# Why does one not use IOU for training?

When people try to solve the task of semantic segmentation with CNN's they usually use a softmax-crossentropy loss during training (see Fully conv. - Long). But when it comes to comparing the performance of different approaches measures like intersection-over-union are reported.

My question is why don't people train directly on the measure they want to optimize? Seems odd to me to train on some measure during training, but evaluate on another measure for benchmarks.

I can see that the IOU has problems for training samples, where the class is not present (union=0 and intersection=0 => division zero by zero). But when I can ensure that every sample of my ground truth contains all classes, is there another reason for not using this measure?

Checkout this paper where they come up with a way to make the concept of IoU differentiable. I implemented their solution with amazing results!

• Might want to include some of the math here to make this not a link only answer.
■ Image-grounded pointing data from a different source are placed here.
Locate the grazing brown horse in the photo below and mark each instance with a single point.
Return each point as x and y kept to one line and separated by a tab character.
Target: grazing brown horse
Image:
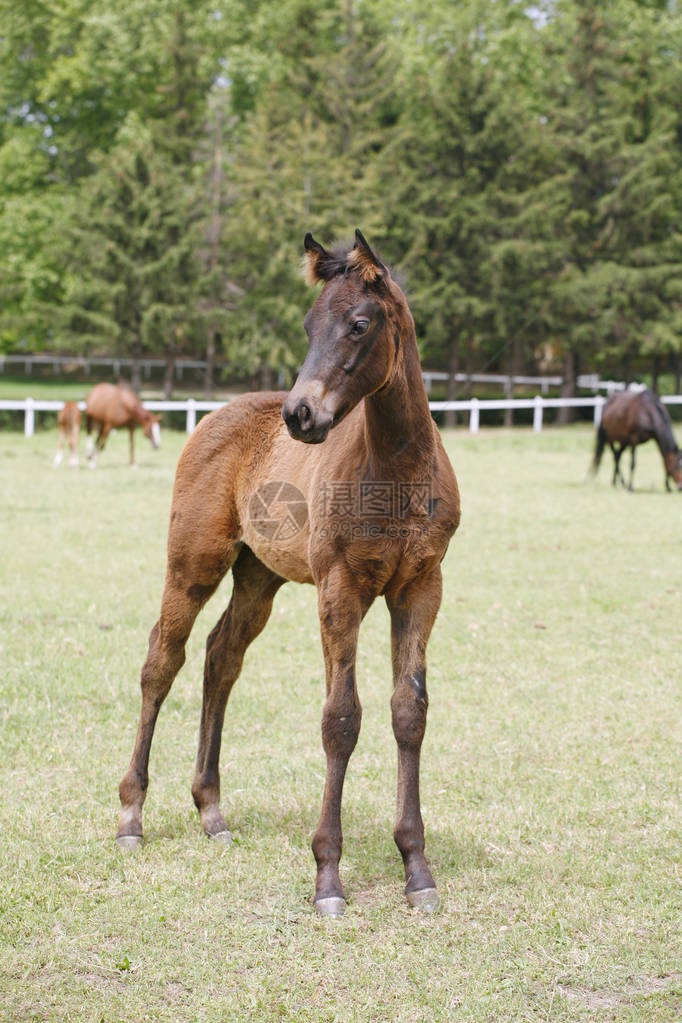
112	406
352	492
632	417
69	421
Their algorithm looks similar to Y.Wang et al. Roughly, `I ~= sum(Y*Y')` and `U ~= sum(Y + Y' - Y*Y')`. Your paper uses the negative log of `I/U` and the one I linked uses `1-I/U`. I like the negative log form but I'm going to try both soon. Yours also sums after the I/U instead of before.
– Poik
Commented Oct 11, 2017 at 22:18
• In my personal opinion, it is more physically sensible to calculate `I/U` for each sample in the training set, and then performing the summation. In this way, you evaluate the accuracy on a per-sample basis, and individual errors add up. Performing the summation first may lead to error cancellation (`sum(I)/sum(U)` may give a good score, while `sum(I/U)` may not for the same data). I am by no means an expert, though...
– MPA
Commented Jan 3, 2018 at 16:08
• @mathetes I am looking into pixelwise semantic segmentation problem as well for binary classification. I looked through some papers, but unclear on some things: 1) Mattyus et al. shows different soft-IOU, when I tried to binarize it, it seems different than the given impl. in your paper. 2) Does weighted cross entropy loss achieves the same goal as soft iou loss. Commented Apr 8, 2018 at 2:59
• @Poik in my case I implemented the loss in the paper you provided, and both IoU and dice coefficient are really high(>0.92) but the predictions are really bad, escencially constant 0s, any suggestions? Commented Jul 4, 2022 at 19:48

It is like asking "why for classification we train log loss and not accuracy?". The reason is really simple - you cannot directly train for most of the metrics, because they are not differentiable wrt. to your parameters (or at least do not produce nice error surface). Log loss (softmax crossentropy) is a valid surrogate for accuracy. Now you are completely right that it is plain wrong to train with something that is not a valid surrogate of metric you are interested in, and the linked paper does not do a good job since for at least a few metrics they are considering - we could easily show good surrogate (like for weighted accuracy all you have to do is weight log loss as well).

• Why is IOU non-differentiable? At worst, we should be able to solve it via integration Commented Oct 10, 2019 at 21:07

Remember that it is not sufficient to simply evaluate a metric such as accuracy or IoU while solving a relevant image problem. Evaluating the metric must also help the network learn in which direction the weights must be nudged towards, so that a network can learn effectively over iterations and epochs.

Evaluating this direction is what the earlier comments mean that the errors are differentiable. I suppose that there is nothing about the IoU metrics that the network can use to say: "hey, it's not exactly here, but I have to maybe move my bounding box a little to the left!"

Just a trickle of an explanation, but hope it helps..

• Perfectly said. Commented Jun 13 at 22:27

I always use mean IOU for training a segmentation model. More exactly, -log(MIOU). Plain -MIOU as a loss function will easily trap your optimizer around 0 because of its narrow range (0,1) and thus its steep surface. By taking its log scale, the loss surface becomes slow and good for training.

• Tae-Sung Shin, thanks for the suggestion. I'm still finding the loss to go to 0. Should the learning rate be adjusted as well? I'm using Adam optimizer. Commented Dec 10, 2021 at 14:45
• The validation loss for -log(MIOU) was 0 from the get-go, a little higher for training loss (0.03). This is a classification problem, with very high class imbalance. However, binary crossentropy loss works fine and converges. Commented Dec 10, 2021 at 21:23

The main reason is that IoU is region-based, meaning that if your TP threshold is 0.5, A pixel predicted with a 0.99 probability is the same as that predicted with a 0.51 probability. This is not ideal if we want to minimize the loss to find a more confident model. Cross entropy loss will account for this difference in the model's confidence because it is probabilistic-based.